Required for new features:
- README.md: Updated if the feature is user-facing and significant (new resource type, new command category)
- docs/QUICK_START.md: Usage examples for major new features
- docs/dev/IMPLEMENTATION_STATUS.md: Feature matrix rows updated
- docs/dev/API_DESIGN.md: Design patterns documented if introducing new conventions
- docs/TOKEN_SCOPES.md: New scopes documented if the feature requires additional API permissions
Required for new resources:
- Resource-specific doc page in
docs/ordocs/site/_docs/ - Command reference updated in
docs/site/_docs/command-reference.md
Required for new AI agent support:
README.md,CHANGELOG.md,docs/QUICK_START.md,docs/dev/API_DESIGN.md,docs/dev/IMPLEMENTATION_STATUS.md(all five)
6. GitHub Pages
If the change adds a new user-facing feature, is the documentation site updated?
The site lives in docs/site/ and deploys via GitHub Actions on pushes to main that touch docs/site/**.
Check:
- New doc page: Does the feature need a page in
docs/site/_docs/? Use YAML frontmatter withtitle,layout: docs. - Navigation: Is the new page added to
docs/site/_includes/docs-nav.htmlin the correct section (Getting Started / Resources / Reference)? - Landing page: Does
docs/site/index.mdneed updating? (e.g., new resource in the feature table, new capability mentioned) - Existing pages: Are related pages updated to mention the new feature? (e.g., a new output format should appear on the output-formats page)
- Links: All links work, relative paths are correct, no broken references.
7. PR Description
Is the PR itself well-described?
- Title: Clear, follows conventional commit style (
feat: ...,fix: ...) - Summary: Explains what changed and why (not just what files were touched)

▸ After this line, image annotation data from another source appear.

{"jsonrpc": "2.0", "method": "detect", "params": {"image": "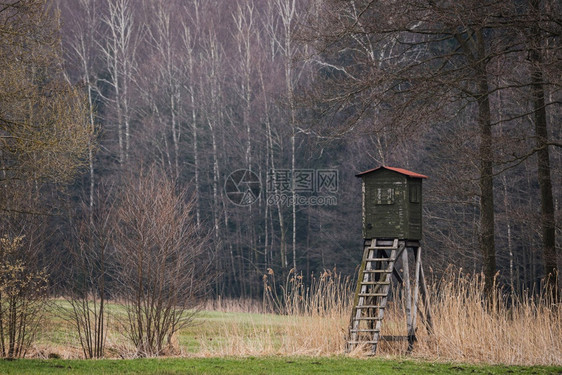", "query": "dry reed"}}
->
[195,272,562,365]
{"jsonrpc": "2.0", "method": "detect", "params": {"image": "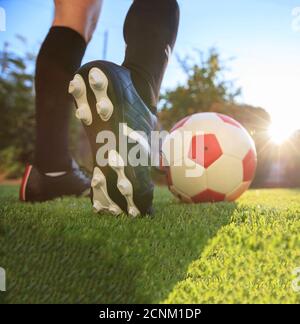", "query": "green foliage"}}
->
[0,43,35,176]
[159,49,270,131]
[0,187,300,303]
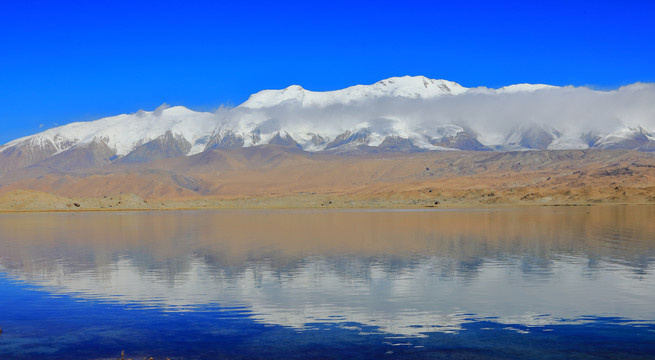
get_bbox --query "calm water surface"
[0,206,655,359]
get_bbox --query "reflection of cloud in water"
[0,206,655,335]
[2,255,655,336]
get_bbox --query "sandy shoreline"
[0,187,655,212]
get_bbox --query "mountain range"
[0,76,655,172]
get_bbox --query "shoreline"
[0,191,655,214]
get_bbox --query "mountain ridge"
[0,76,655,171]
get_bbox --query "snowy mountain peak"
[239,76,467,109]
[0,76,655,172]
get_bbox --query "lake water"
[0,206,655,359]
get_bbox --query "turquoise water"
[0,206,655,359]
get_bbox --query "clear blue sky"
[0,0,655,143]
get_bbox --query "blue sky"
[0,0,655,143]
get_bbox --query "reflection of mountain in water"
[0,207,655,334]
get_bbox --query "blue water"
[0,207,655,359]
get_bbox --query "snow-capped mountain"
[0,76,655,171]
[239,76,467,109]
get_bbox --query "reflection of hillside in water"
[0,207,655,335]
[0,206,655,280]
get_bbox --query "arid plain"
[0,145,655,211]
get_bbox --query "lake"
[0,206,655,359]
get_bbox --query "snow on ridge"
[1,106,223,156]
[239,76,467,109]
[0,76,655,156]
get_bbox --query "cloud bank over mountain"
[0,76,655,169]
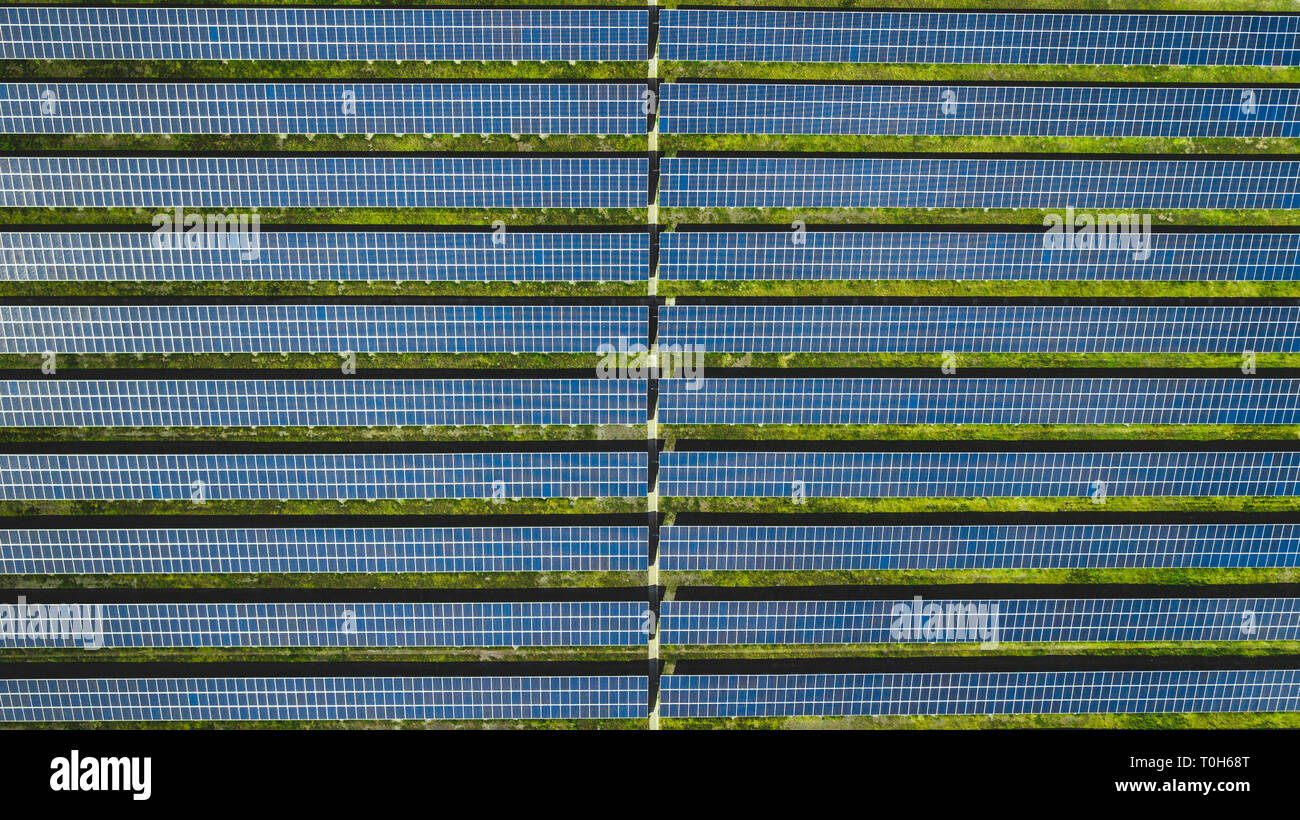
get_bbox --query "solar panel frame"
[659,450,1300,498]
[660,524,1300,572]
[0,230,650,282]
[659,156,1300,210]
[660,82,1300,139]
[0,526,650,574]
[0,451,647,503]
[0,676,649,723]
[0,378,646,428]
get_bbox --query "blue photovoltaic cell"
[0,82,650,135]
[0,677,649,723]
[0,231,650,282]
[0,156,650,207]
[0,378,646,428]
[0,6,649,61]
[659,450,1300,498]
[660,82,1300,138]
[0,452,646,503]
[659,669,1300,717]
[659,598,1300,646]
[660,155,1300,210]
[0,526,649,574]
[660,377,1300,425]
[660,304,1300,353]
[655,230,1300,282]
[0,304,649,353]
[659,9,1300,66]
[0,600,649,648]
[665,524,1300,572]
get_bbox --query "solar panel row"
[658,304,1300,353]
[659,669,1300,717]
[660,378,1300,425]
[0,304,649,353]
[659,156,1300,207]
[659,9,1300,66]
[0,451,646,503]
[659,450,1300,498]
[0,82,646,135]
[0,378,646,428]
[0,676,649,723]
[0,230,650,282]
[0,602,649,648]
[0,526,649,574]
[660,82,1300,138]
[0,156,649,208]
[660,231,1300,281]
[659,598,1300,646]
[0,6,649,61]
[660,524,1300,572]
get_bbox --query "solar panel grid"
[659,231,1300,282]
[0,303,649,355]
[0,526,649,574]
[659,598,1300,646]
[0,378,646,428]
[660,524,1300,572]
[0,451,646,503]
[0,155,649,208]
[659,156,1300,211]
[660,377,1300,425]
[660,82,1300,139]
[658,304,1300,353]
[0,6,649,61]
[0,82,646,135]
[0,676,649,723]
[659,669,1300,717]
[659,450,1300,498]
[659,8,1300,66]
[0,231,650,282]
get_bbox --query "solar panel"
[659,450,1300,498]
[0,378,646,428]
[659,598,1300,646]
[0,6,649,61]
[660,82,1300,139]
[0,155,649,207]
[0,676,649,723]
[658,304,1300,353]
[660,377,1300,425]
[0,600,649,648]
[0,82,646,135]
[659,669,1300,717]
[0,526,649,574]
[660,156,1300,210]
[665,524,1300,572]
[659,9,1300,66]
[0,304,647,353]
[0,451,646,503]
[655,231,1300,282]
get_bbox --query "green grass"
[660,134,1300,156]
[0,425,646,442]
[0,498,646,517]
[660,567,1300,589]
[659,712,1300,729]
[660,279,1300,299]
[691,352,1300,373]
[0,572,646,590]
[659,424,1300,443]
[659,495,1300,515]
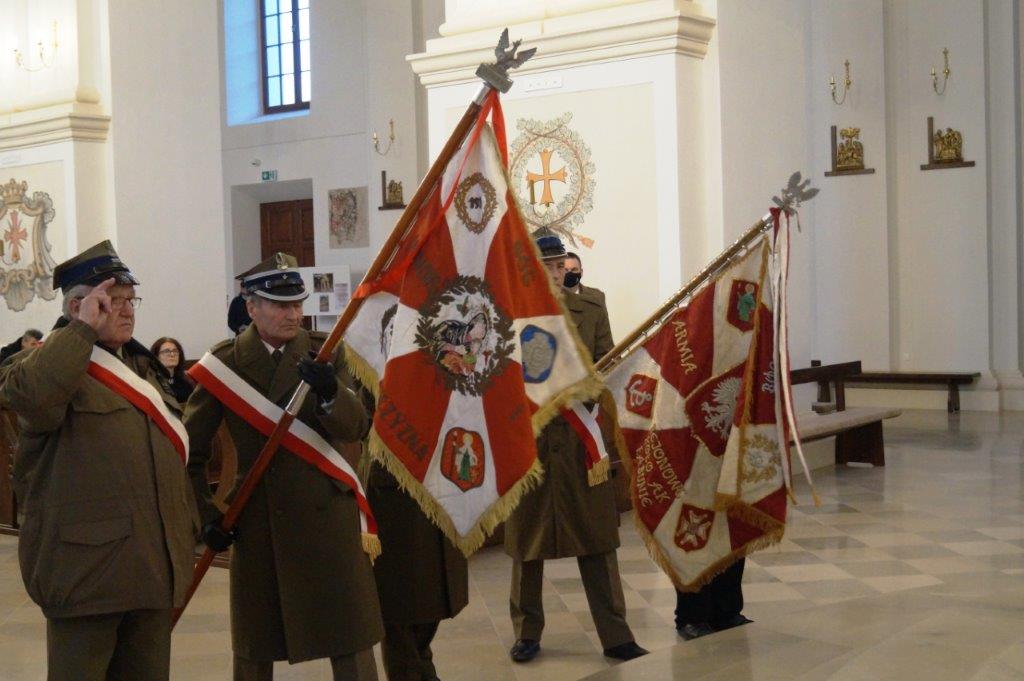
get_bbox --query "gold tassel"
[587,457,611,487]
[359,533,383,564]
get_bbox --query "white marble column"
[409,0,712,337]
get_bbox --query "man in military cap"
[184,253,383,680]
[505,230,647,663]
[0,242,198,681]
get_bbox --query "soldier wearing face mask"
[562,251,607,307]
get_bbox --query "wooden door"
[259,199,316,267]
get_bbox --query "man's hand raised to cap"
[78,276,116,333]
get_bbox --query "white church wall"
[0,0,116,338]
[887,1,997,409]
[0,151,70,337]
[410,1,716,346]
[717,0,1021,410]
[110,0,226,356]
[716,0,823,403]
[806,0,890,371]
[984,0,1024,410]
[222,0,425,303]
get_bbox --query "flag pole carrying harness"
[188,352,381,559]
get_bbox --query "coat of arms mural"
[0,179,56,312]
[509,112,597,244]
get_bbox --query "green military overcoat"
[184,326,384,664]
[0,322,198,618]
[367,463,469,625]
[505,289,618,560]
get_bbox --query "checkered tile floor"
[0,405,1024,681]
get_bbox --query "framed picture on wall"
[299,265,352,316]
[327,186,370,249]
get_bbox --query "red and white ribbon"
[188,352,377,537]
[86,346,188,464]
[562,402,608,470]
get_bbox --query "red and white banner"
[86,346,188,464]
[345,93,600,555]
[606,232,790,591]
[188,352,380,557]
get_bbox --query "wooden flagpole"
[171,29,537,627]
[594,172,818,374]
[594,213,772,374]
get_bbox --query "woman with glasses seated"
[150,336,196,407]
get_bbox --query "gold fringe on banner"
[359,533,382,563]
[587,459,611,487]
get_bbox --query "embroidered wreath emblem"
[455,173,498,235]
[416,274,515,396]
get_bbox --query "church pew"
[847,372,981,414]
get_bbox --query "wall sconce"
[374,119,394,156]
[932,47,952,94]
[828,59,853,105]
[14,22,58,73]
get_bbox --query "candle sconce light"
[828,59,853,105]
[374,119,394,156]
[932,47,952,94]
[14,22,59,73]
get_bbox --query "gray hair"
[61,284,93,322]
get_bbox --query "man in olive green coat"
[367,463,469,681]
[184,254,383,681]
[505,233,647,662]
[0,242,198,681]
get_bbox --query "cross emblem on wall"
[526,148,565,206]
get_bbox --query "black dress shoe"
[676,622,715,641]
[711,613,754,632]
[604,641,647,659]
[509,638,541,663]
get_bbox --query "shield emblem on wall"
[0,179,56,312]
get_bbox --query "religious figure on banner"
[0,179,56,312]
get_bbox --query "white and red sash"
[188,352,380,558]
[86,346,188,464]
[562,401,610,486]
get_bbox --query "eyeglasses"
[75,296,142,310]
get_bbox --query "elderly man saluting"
[0,242,198,681]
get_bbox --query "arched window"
[260,0,310,114]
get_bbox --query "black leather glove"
[203,515,239,553]
[299,350,338,402]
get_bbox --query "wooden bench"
[790,359,861,412]
[797,407,900,466]
[790,359,900,466]
[846,372,981,414]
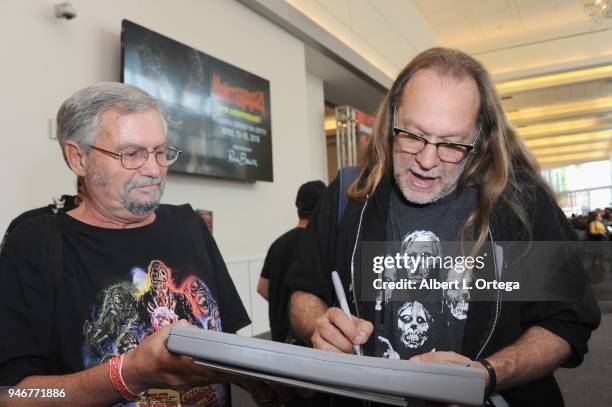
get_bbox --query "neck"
[67,196,155,229]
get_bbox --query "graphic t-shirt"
[261,228,304,342]
[0,205,250,406]
[374,187,477,359]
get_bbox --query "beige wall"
[0,0,326,261]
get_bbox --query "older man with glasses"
[0,83,278,406]
[286,48,600,406]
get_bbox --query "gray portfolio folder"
[166,326,485,406]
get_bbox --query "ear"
[64,140,89,177]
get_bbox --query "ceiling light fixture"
[582,0,612,23]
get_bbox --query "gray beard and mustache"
[393,154,467,205]
[122,176,166,216]
[91,172,166,216]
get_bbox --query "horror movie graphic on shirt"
[397,301,433,349]
[83,260,226,406]
[402,230,442,280]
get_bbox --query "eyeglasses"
[89,145,182,170]
[393,111,482,164]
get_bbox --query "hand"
[310,307,374,353]
[409,352,489,407]
[409,352,489,387]
[123,320,225,393]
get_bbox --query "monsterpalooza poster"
[122,20,273,181]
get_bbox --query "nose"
[416,144,439,170]
[139,151,166,178]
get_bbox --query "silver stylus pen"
[332,271,362,356]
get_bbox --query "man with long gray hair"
[0,83,276,406]
[286,48,600,406]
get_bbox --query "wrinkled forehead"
[96,107,167,147]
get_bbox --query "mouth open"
[410,171,438,189]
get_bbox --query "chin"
[401,188,441,205]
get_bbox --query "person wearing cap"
[257,181,325,342]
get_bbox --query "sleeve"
[0,219,56,386]
[521,183,601,367]
[260,249,274,280]
[285,179,339,306]
[198,216,251,333]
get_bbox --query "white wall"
[0,0,326,332]
[306,72,327,183]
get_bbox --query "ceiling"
[288,0,612,168]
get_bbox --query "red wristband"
[108,353,142,401]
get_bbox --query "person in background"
[257,181,325,342]
[589,210,608,241]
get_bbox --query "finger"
[328,308,369,346]
[311,332,346,353]
[317,319,353,353]
[353,317,374,345]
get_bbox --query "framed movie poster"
[196,209,213,235]
[121,20,273,181]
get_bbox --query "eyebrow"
[116,143,168,151]
[395,121,469,139]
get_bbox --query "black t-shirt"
[261,228,304,342]
[0,205,250,405]
[374,187,477,359]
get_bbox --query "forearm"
[487,326,571,390]
[289,291,328,343]
[5,363,121,406]
[257,277,270,300]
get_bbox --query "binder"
[166,326,485,406]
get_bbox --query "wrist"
[477,358,497,400]
[122,350,151,394]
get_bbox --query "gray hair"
[57,82,167,154]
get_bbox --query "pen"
[332,271,362,356]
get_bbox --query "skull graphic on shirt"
[397,301,433,349]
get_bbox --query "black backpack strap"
[179,204,208,239]
[43,214,64,372]
[44,215,64,308]
[338,167,361,230]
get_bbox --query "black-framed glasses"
[392,110,482,163]
[89,145,182,170]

- Related issues: References issues with
Closes #NNNorFixes #NNN - Breaking changes: Called out explicitly if any
- Testing section: Describes how the change was tested
- UX examples: Before/after CLI output for user-facing changes
Review Output
After completing the review, provide a summary in this format:
## PR Review: <title>
| Dimension | Status | Notes |
|-----------|--------|-------|
| Production readiness | Pass/Needs work | ... |
| Code quality | Pass/Needs work | ... |
| User experience | Pass/Needs work | ... |
| Test coverage | Pass/Needs work | ... |
| Documentation | Pass/Needs work | ... |
| GitHub Pages | Pass/Needs work/N/A | ... |
| PR description | Pass/Needs work | ... |
### Issues Found
1. **[Dimension]** file:line -- description of issue
2. ...
### Suggestions (non-blocking)
1. ...
### Verdict
Ready to merge / Needs revisions (list blockers)
Be direct and specific. Reference exact file paths and line numbers. Distinguish between blocking issues (must fix) and suggestions (nice to have). Don't pad the review with praise -- focus on what needs attention.